Нельзя было только болеть. Болезнь обрекала на смерть: улица больных не терпит — бросит, забудет.
Тем не менее Надя потихоньку от Вади копила денюжку — и, чтобы не отнял, с собой не носила, прятала. Тайник она устроила в недоступном месте, у медведицы.
Характером Надя была не робкого десятка, но неуклюжа. Не так делала, как хотела, а если скажет, то не так или не то, что надо. Так и Вадю любила — неловко: сказать ничего не умеет, а навспрыгнет, навалится, играючи, заиграет, защекочет: любит, хохочет, а потом тут же, внезапно принималась плакать, плакать от стыда, бормотать, улыбаться, мычать, гладить Вадю — и его жалеть тоже.
Одно время Надя мечтала, как они снимут комнату, что у них будет свое хозяйство, электрическая плитка, что заведет она котенка, будет кормить его из донышка молочного пакета. Совершенство быта Надя представляла электрической плиткой.
У них с мамой в Пскове имелась электрическая плитка: в двух шамотных кирпичах шла петлями выбитая бороздка, по ней бежала спираль накала. Над плиткой, завороженная прозрачным свечением, Надя грела руки, подсушивала хлеб. Мать давилась свежим хлебом, ей проще было сосать сухарь.
Вадя и думать не хотел ни о какой комнате, ему непонятно было, зачем отдавать за пустое место деньги. Его вполне устраивала сухомятка (их рацион в основном состоял из хлеба и сгущенки) и ночевки на чердаках, в брошенных вагонах. Правда, доступных подъездов становилось все меньше, но все равно к зиме можно было что-нибудь подыскать: Пресня большая, есть на ней и Стрельбищенка, и Шмитовские бараки. Был, в конце концов, теплый туалет, на Грузинской площади, к ключнице которого, Зейнаб, у Вади был свой ход. Там он любил повальяжничать, налив себе в подсобке кипяток, а то и кофе — чтобы посидеть в тепле под батареей (небольшие, хорошо прогреваемые помещения всегда ценились бомжами).

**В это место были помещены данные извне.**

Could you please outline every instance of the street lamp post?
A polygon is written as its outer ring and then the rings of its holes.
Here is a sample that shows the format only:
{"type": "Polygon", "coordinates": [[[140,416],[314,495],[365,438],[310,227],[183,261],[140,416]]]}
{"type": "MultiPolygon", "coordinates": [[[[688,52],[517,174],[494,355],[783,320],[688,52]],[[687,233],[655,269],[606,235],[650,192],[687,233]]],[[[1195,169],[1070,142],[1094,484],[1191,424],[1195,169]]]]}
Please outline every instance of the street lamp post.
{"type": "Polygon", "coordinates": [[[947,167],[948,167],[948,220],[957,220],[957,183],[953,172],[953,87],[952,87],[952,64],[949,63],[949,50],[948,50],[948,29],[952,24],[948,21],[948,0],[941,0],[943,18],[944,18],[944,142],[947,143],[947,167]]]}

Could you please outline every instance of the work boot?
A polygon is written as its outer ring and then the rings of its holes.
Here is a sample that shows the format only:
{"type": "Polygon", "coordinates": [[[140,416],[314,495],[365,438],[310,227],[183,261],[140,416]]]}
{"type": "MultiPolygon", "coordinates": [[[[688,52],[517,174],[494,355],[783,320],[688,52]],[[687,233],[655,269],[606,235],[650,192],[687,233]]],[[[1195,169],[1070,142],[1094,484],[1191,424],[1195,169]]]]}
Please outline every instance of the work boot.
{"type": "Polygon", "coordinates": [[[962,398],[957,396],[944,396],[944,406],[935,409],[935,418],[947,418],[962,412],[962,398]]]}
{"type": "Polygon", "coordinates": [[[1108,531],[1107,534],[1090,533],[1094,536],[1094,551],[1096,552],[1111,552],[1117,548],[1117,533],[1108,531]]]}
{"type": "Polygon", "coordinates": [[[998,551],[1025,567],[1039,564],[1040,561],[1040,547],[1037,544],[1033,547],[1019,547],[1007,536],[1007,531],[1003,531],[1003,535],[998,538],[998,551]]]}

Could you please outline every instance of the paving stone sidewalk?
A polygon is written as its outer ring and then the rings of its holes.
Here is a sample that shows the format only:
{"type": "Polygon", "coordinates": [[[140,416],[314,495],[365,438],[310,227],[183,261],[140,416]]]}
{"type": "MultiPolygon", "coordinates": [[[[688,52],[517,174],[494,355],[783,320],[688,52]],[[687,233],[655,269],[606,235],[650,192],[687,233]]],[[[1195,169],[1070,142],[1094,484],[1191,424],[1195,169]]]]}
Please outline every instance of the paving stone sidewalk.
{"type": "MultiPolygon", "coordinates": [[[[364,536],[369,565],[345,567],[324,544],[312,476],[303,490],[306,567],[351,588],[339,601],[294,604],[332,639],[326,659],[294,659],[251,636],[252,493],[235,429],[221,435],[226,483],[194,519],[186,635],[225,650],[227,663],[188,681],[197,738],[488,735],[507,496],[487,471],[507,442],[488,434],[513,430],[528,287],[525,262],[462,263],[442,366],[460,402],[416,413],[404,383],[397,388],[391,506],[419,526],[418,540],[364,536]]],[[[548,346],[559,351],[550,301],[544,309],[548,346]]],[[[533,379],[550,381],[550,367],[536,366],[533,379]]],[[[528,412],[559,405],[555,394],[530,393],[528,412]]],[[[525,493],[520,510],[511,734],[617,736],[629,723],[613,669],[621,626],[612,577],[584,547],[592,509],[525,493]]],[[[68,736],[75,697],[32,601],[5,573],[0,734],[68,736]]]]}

Нельзя было только болеть. Болезнь обрекала на смерть: улица больных не терпит — бросит, забудет.
Тем не менее Надя потихоньку от Вади копила денюжку — и, чтобы не отнял, с собой не носила, прятала. Тайник она устроила в недоступном месте, у медведицы.
XXIX
Жизнь на Пресне многим была связана с зоопарком. Началось с того, что однажды в воскресенье на рассвете Надя спустилась с чердака и побрела к площади Восстания.
Она не пропускала воскресных утр. Неотрывно вела календарь, отмечая в блокноте ряды букв и чисел. Цеплялась за календарные метки, как за жизнь, и когда пропускала — или сомневалась в том, что пропустила день — или нет, — это было сущим мороком, так она маялась неизвестностью. Соотнесенность с днями представлялась ей опорой жизни. О воскресенье она вздыхала, думая о нем среди пустой и бесконечной недели.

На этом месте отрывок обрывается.